扉を開けるとひんやりとした空気が流れてきた。トアロード沿いの小さな貸画廊。私以外の客は誰も来ていないようだった。

 定年退職してから絵を見るのが好きになった。

 ずっと働き詰めの無趣味な人間ではあるのだが、海を眺めるのは割と好きだった。

 勤めていたのは老舗の造船会社だったが、造船業も世界同時不況のあおりで規模縮小を余儀なくされた。ここ数年は早期退職を募ったり、親会社に吸収されたりとまあ色々あった。そんな中、給料や待遇が下がってもしがみつくように定年まで勤めてこられたのは、海が見える職場だったからのように思う。

 そうして海や景色を見るのは好きなのだが、出無精で、山に登ったり旅をしたりするような性分ではない。そんなこともあって定年後の余暇時間は、美術館を巡り風景画を見て回るようになった。

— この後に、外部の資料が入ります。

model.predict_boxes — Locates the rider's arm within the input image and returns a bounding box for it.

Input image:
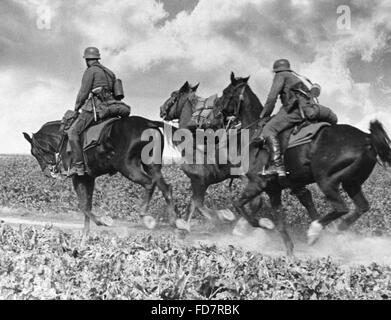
[75,68,94,111]
[261,73,285,118]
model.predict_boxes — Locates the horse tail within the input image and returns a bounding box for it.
[369,120,391,166]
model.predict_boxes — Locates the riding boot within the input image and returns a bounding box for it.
[262,136,286,177]
[69,140,85,176]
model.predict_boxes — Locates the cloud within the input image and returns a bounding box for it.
[0,0,391,152]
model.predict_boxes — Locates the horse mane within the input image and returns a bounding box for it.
[34,120,61,136]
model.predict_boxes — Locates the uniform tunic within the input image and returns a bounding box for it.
[262,71,303,138]
[75,61,116,111]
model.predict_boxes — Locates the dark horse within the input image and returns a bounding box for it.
[23,117,176,243]
[161,73,318,229]
[222,76,391,255]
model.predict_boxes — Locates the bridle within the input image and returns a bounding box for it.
[223,82,248,118]
[165,92,187,122]
[222,82,248,129]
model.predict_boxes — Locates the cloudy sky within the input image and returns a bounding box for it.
[0,0,391,153]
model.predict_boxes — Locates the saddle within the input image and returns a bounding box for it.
[191,94,218,128]
[67,117,121,152]
[255,117,331,153]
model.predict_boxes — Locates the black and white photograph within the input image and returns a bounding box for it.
[0,0,391,304]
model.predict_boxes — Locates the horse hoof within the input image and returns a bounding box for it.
[232,218,250,237]
[175,219,190,232]
[143,216,157,230]
[217,209,236,222]
[95,217,114,227]
[258,218,276,230]
[307,221,323,246]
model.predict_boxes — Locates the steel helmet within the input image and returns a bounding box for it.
[273,59,291,72]
[83,47,100,59]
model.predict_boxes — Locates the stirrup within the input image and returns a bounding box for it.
[68,163,86,177]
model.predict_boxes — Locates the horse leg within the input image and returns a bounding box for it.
[338,183,370,231]
[234,180,263,228]
[72,176,96,247]
[292,187,320,221]
[120,161,156,229]
[307,181,349,245]
[186,180,213,224]
[148,165,178,225]
[268,190,294,256]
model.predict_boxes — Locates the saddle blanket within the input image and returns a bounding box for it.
[288,122,331,149]
[67,118,120,152]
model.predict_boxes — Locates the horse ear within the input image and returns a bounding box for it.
[231,72,236,84]
[191,82,200,92]
[23,132,33,144]
[179,81,190,92]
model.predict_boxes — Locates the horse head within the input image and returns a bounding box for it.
[219,72,263,125]
[160,81,200,121]
[23,122,59,178]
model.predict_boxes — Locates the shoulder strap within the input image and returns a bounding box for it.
[95,63,116,88]
[292,71,314,90]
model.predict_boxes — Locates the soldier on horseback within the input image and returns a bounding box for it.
[67,47,130,176]
[260,59,337,177]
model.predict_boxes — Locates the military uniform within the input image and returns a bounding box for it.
[67,48,130,175]
[262,71,303,138]
[261,59,338,177]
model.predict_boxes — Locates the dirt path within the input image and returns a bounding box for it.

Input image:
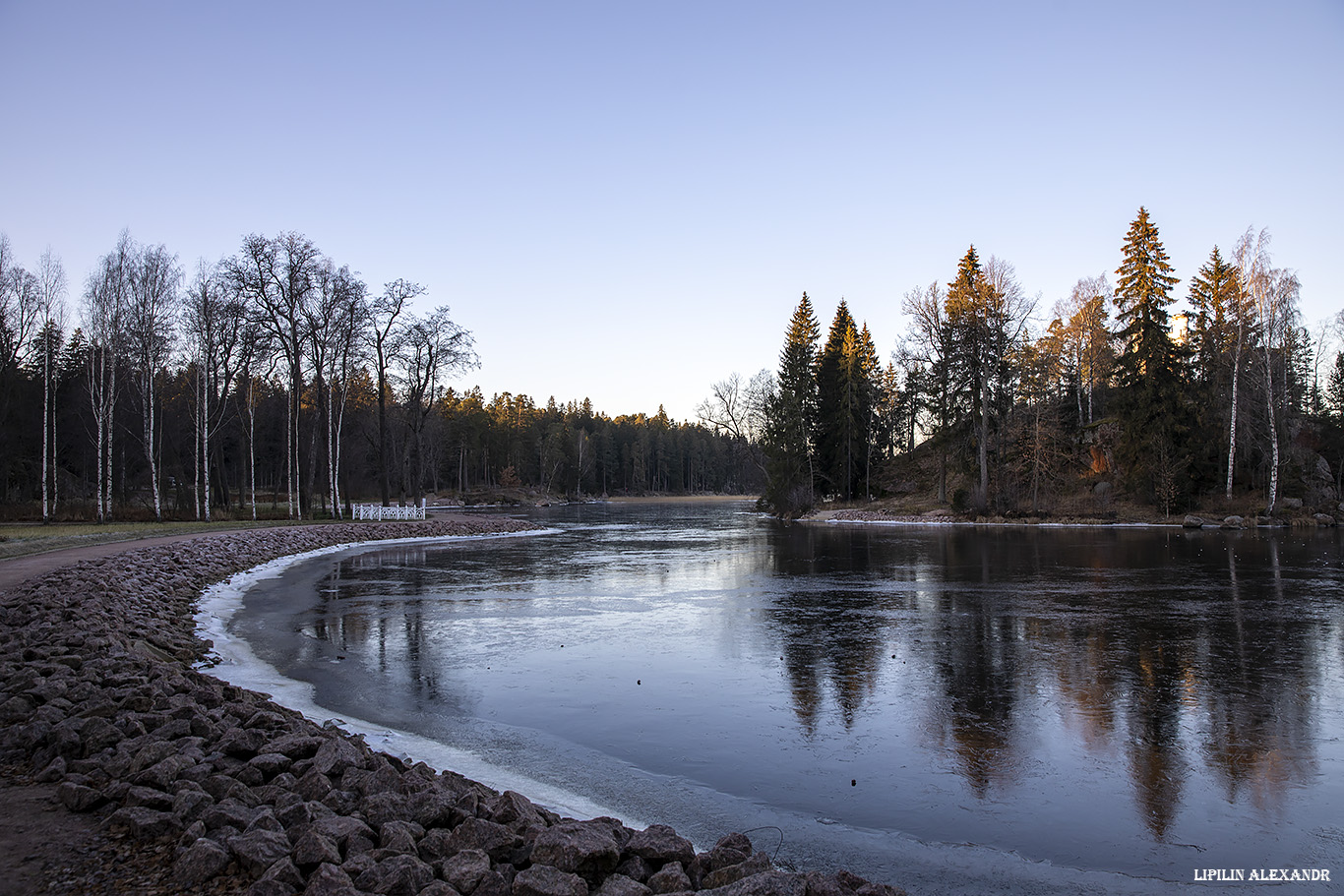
[0,529,245,591]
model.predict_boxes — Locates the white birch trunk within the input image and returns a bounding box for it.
[1224,338,1242,499]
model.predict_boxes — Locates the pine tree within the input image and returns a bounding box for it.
[763,293,820,518]
[813,298,862,499]
[1116,209,1180,389]
[947,246,999,508]
[1116,209,1189,502]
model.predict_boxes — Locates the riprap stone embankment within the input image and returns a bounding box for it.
[0,517,900,896]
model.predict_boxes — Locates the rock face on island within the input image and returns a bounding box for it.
[0,518,903,896]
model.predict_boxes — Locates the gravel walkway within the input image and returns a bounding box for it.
[0,517,900,896]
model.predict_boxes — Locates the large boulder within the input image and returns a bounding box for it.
[625,825,695,866]
[514,866,588,896]
[532,821,621,882]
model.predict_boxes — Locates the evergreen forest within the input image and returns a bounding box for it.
[701,209,1344,518]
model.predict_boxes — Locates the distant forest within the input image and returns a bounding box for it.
[0,209,1344,520]
[701,209,1344,517]
[0,232,763,520]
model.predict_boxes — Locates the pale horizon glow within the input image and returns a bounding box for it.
[0,0,1344,421]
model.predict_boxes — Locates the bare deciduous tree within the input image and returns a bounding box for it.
[368,279,425,507]
[125,245,181,521]
[1229,228,1300,513]
[37,246,66,524]
[397,305,478,503]
[84,230,136,522]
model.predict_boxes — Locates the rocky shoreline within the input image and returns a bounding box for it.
[0,517,902,896]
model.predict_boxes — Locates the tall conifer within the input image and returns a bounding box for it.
[763,293,820,518]
[1116,209,1189,492]
[813,298,858,499]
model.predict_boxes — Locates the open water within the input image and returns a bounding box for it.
[220,503,1344,893]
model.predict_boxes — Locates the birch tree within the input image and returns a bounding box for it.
[368,279,425,507]
[125,245,181,522]
[1235,228,1300,513]
[183,261,247,520]
[84,230,136,522]
[37,247,66,525]
[225,232,321,518]
[399,305,478,501]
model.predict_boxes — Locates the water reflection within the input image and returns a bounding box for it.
[771,526,1340,841]
[241,508,1344,876]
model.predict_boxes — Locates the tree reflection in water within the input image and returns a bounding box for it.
[771,526,1339,841]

 兵庫県立美術館、神戸市立博物館、小磯良平記念美術館も行った。大きな絵や名画を見るのも良いが、最近は街の小さな画廊を回って、若い人の絵を見るのが楽しい。

 このトアロードの貸画廊は二週間単位で貸出をするようで、隔週月曜には新しい絵が並ぶことになる。通ううちに画廊の持ち主とも親しくなって、展示が新しくなるごとに足を運んでいた。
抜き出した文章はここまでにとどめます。